Having had a glimpse, how spicy is this book going to be?
It’s pretty spicy! It’s pretty spicy. You know, thanks to Mark Burnett, who I believe is so guilty that he should lose his ability to live in the United States. He’s not from here, and look what he created! He created this monster and he has a whole safe full of tapes of [Trump] being as horrible as he is, and that he refuses to release. I just think that he created a monster, and an illusion. For a decade, people watched this man on a show that got high ratings firing everyone, and the illusion that he was some mastermind with this big corporate entity? He was a logo-slapper! That’s all he was. He’s no big success in business in any capacity. Mark Burnett created this for him, and I believe he is culpable.
Back in July, you said you thought Biden’s “time has passed.” Do you think he has what it takes to beat Trump now?

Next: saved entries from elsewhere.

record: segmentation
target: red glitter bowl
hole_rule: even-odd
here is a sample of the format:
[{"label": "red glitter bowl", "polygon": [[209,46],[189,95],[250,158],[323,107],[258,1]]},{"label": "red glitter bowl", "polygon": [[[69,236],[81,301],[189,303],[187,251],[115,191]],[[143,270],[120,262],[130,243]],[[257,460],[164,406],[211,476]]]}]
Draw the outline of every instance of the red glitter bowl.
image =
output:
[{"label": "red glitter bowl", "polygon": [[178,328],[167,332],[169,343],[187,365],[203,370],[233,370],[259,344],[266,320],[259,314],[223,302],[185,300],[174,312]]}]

I pray to God every day that he does. He’s not my first choice and he was not my second choice, but like everyone else in the country who’s a Democrat, I will work for him and support him as much as I can, and do anything I can to help him be the elected president of the United States. But is he my choice? No. Do I have problems with his age? Yes. With some of the things in his reputation? Yes. With the fact that he doesn’t seem as cognitively on top of it as one would hope a president would? Now, look at the bar. The bar is at the curb thanks to Donald Trump, so he’s higher than the Trump bar. But I think there was a whole level of people, many of whom were running for that Democratic nomination, who would have been better than him.
The Tara Reade allegations are troubling.

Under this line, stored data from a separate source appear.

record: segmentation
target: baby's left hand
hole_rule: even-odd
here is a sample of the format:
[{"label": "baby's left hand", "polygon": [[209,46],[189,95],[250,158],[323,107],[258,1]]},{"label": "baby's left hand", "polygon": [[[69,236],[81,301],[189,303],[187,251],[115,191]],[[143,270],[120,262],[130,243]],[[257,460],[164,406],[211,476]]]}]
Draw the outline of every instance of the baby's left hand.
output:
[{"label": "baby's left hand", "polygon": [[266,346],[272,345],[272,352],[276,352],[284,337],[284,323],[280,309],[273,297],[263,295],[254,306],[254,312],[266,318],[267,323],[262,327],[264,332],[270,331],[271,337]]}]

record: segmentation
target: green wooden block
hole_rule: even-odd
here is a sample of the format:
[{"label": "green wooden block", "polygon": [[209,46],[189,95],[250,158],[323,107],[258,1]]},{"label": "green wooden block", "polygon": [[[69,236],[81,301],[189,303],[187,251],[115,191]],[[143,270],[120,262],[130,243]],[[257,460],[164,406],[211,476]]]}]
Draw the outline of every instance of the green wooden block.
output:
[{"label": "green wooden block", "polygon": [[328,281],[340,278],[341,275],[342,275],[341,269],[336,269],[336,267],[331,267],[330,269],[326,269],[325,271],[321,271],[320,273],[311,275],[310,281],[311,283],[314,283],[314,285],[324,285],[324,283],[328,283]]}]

I don’t think you look at many men that age, in their seventies and eighties, who haven’t been accused in some way of doing something like this. Now, him digitally penetrating her in the office? That’s a pretty big deal, you know? And the woman [E. Jean Carroll] who said she was raped by Trump in [Bergdorf Goodman]? Nobody gave a shit about that! The young teenage girl that he supposedly raped? Nobody gave a shit about that! Do I think that means we shouldn’t give a shit about the accusations against Joe Biden? No, I don’t. But how do I know where to place them in the hierarchy of crimes and character flaws? This is who we have. The fight is between Trump and Biden, and you have to choose who you want to win. And I choose Biden, a hundred-million percent. But he is not without flaws, and he is not by any means my first choice.

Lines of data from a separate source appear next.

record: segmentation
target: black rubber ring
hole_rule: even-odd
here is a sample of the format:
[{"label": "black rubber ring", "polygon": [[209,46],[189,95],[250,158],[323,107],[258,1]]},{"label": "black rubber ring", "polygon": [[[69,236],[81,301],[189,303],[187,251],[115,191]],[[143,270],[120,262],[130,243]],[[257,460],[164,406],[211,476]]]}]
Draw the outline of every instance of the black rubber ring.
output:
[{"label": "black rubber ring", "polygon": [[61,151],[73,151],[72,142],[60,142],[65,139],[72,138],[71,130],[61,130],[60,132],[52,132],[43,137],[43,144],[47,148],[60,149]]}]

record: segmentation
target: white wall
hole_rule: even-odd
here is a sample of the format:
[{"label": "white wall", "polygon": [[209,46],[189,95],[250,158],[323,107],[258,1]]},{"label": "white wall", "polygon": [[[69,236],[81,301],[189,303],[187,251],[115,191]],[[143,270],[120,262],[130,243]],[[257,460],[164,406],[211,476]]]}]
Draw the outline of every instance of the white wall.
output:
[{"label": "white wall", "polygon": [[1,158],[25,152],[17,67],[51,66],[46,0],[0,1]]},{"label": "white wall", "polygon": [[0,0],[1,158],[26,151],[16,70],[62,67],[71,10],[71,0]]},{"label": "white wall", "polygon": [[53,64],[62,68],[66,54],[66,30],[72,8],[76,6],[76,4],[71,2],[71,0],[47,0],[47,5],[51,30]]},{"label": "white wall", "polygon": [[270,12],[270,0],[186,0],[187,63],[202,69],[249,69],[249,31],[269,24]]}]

I really see you as the person responsible for giving The View its political bent.
I appreciate that. I think that, too.
Not only airing out Trump but voicing your opposition to the Iraq War. All these things that were not being done on daytime TV.
And Bill Cosby, which they didn’t let us talk about. I was overtly told: “We are not discussing it, Rosie.”
Who told you that?
One of the hosts… one of the hosts told me that.
Do you watch The View today?
I don’t watch it anymore because it upsets me, and because I think it’s been dumbed-down a lot. Everyone seems to think they have their two-minute sound bite and they want to get everything in but in the old days, The View had much more of a real conversation happening live, and it doesn’t feel like that’s happening anymore.